Boris Johnson’s body language as he announced an official enquiry suggests they have already written the conclusion that he did a great job, but maybe should have locked down a bit earlier. Otherwise, nothing to see here other than to celebrate the Dear Leader. So far, so Orwellian. However, as the video shows, locking people down again may well be harder than governments think (which is almost certainly why some groups are resisting lifting all restrictions). For one thing, any ‘new’ pandemic will have to be demonstrably worse in terms of actual deaths and the current approach of government that ‘you have to prove my policies don’t work, rather than I have to prove that they do’ is not going to be acceptable. Nor is the biased use of statistics in support of the established policy agenda. In particular, the perfect storm, where government media buying at full rack-rate (which we doubt is as naive as it looks) has been pretty much the only source of revenue for legacy media due to the collapse of any other economic activity and where the heavily democrat Social Media platforms were fully onboard at blocking any arguments ‘Orthogonal to the Orthodoxy’ (to quote the marvellous and much maligned Sunetra Gupta) as part of their campaign to rid the country of Donald Trump, is not going to be repeated. Other vested interests such as those wanting a bio-security state, or those wanting a permanent annuity income from vaccine boosters are powerful, but not so powerful as to resist the mob when it turns.
There will be certainly be more protests, particularly as the UK government ties itself in knots over its Schrodinger’s cat of a vaccine policy – it is simultaneously marvellous and they deserve credit but not so marvellous that they have to give up the power they have accumulated to themselves. At time of writing there was another protest that the BBC ‘did not hear’ last weekend, even though it ended up outside their building – although they did widely cover the much smaller protest on Palestine.
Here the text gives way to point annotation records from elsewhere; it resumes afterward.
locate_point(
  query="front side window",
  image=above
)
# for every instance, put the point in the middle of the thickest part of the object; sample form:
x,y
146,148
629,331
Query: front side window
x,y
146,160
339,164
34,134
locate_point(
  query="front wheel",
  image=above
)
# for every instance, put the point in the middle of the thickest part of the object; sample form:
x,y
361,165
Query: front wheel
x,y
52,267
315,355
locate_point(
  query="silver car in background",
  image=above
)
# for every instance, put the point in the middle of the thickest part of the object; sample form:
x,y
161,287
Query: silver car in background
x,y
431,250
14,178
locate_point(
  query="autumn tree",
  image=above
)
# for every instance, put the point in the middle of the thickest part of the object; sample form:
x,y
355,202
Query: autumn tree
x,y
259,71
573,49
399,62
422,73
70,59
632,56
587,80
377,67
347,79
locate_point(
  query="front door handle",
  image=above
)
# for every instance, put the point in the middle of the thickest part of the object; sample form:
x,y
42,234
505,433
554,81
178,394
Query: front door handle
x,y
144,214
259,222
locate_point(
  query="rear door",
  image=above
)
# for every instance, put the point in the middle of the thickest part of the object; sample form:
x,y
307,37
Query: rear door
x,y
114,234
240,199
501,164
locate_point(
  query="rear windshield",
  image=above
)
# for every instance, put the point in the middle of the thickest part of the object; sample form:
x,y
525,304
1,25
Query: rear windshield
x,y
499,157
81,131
But cracks are appearing, the number 1 best seller on Amazon (in the European Government and politics section at least) is a new book State of Fear, by Laura Dodsworth, which is a chilling account of the UK government’s use of fear to manipulate behaviour, including admissions by members of the sinister sounding SPI-B behavioural unit (possibly even the perfectly named Professor Fear) that we have discussed previously. While it is said that it is easier to fool someone than convince them they have been fooled, there is also an expression that you can’t fool all of the people, all of the time and when and if the ‘mob’ realise what has happened, there is going to be some serious unrest.